The cell is first treated with a harmless fluorescent dye that selectively labels the DNA. Then, two counter-propagating, near-infrared laser beams are used to create a standing-wave interference pattern in the cell and excite fluorescence through a two-photon transition.

Next, the researchers increased the laser power briefly, which bleached some of the dye and created a distinctive signal pattern. As the DNA moved around, this pattern gradually washed out and the fluorescence signal recovered.

‘If the DNA wasn’t moving, we could bleach a pattern and it would remain frozen in the interference signal forever,’ said Bardeen. ‘By monitoring the decay of the bleached pattern, we can tell that the DNA is moving, and we can measure that movement to a precision of about 20 nanometers.’

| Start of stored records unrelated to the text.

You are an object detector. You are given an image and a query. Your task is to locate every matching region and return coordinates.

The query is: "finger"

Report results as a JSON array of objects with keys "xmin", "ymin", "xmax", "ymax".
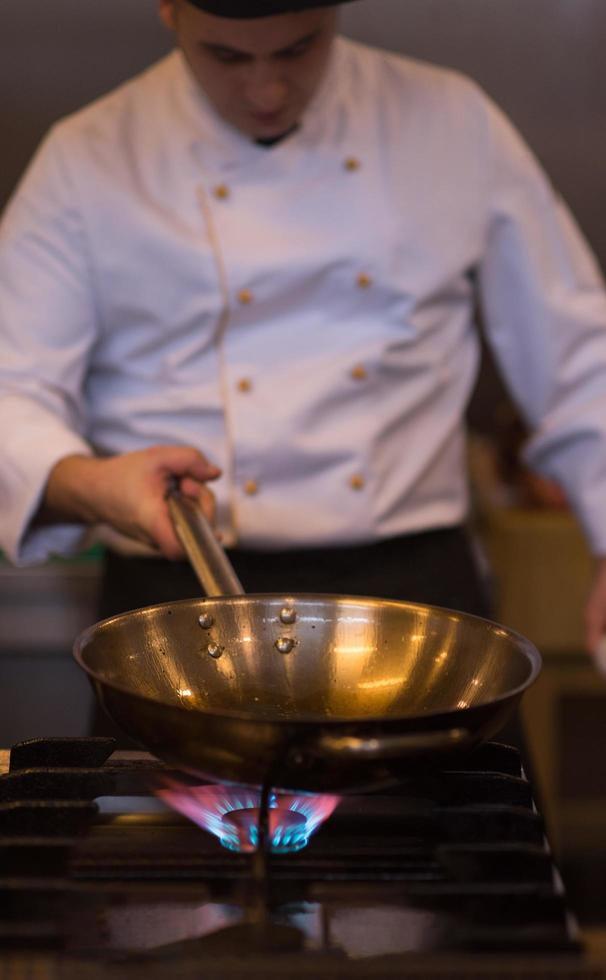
[
  {"xmin": 150, "ymin": 506, "xmax": 185, "ymax": 561},
  {"xmin": 181, "ymin": 477, "xmax": 216, "ymax": 524},
  {"xmin": 155, "ymin": 446, "xmax": 221, "ymax": 481}
]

Preliminary measurements have hinted at the occurrence of subdiffusion within the cell nucleus, said Bardeen. ‘The chromatin is wobbling around, apparently bumping into neighbouring molecules and not moving as far as it should have in the time elapsed.’

This indicates that molecular crowding is extremely important at the nanometer length scale, and suggests a major difference between life and death, Bardeen said. ‘When a cell is dead, we don’t see any diffusion occurring. In fact, we don’t see any movement in the cell at all.’

Cellular motion is not just a simple mechanical operation, emphasised Bardeen. ‘Motion is somehow connected with life itself. It’s one of the things that differentiates a living cell from a lump of DNA.’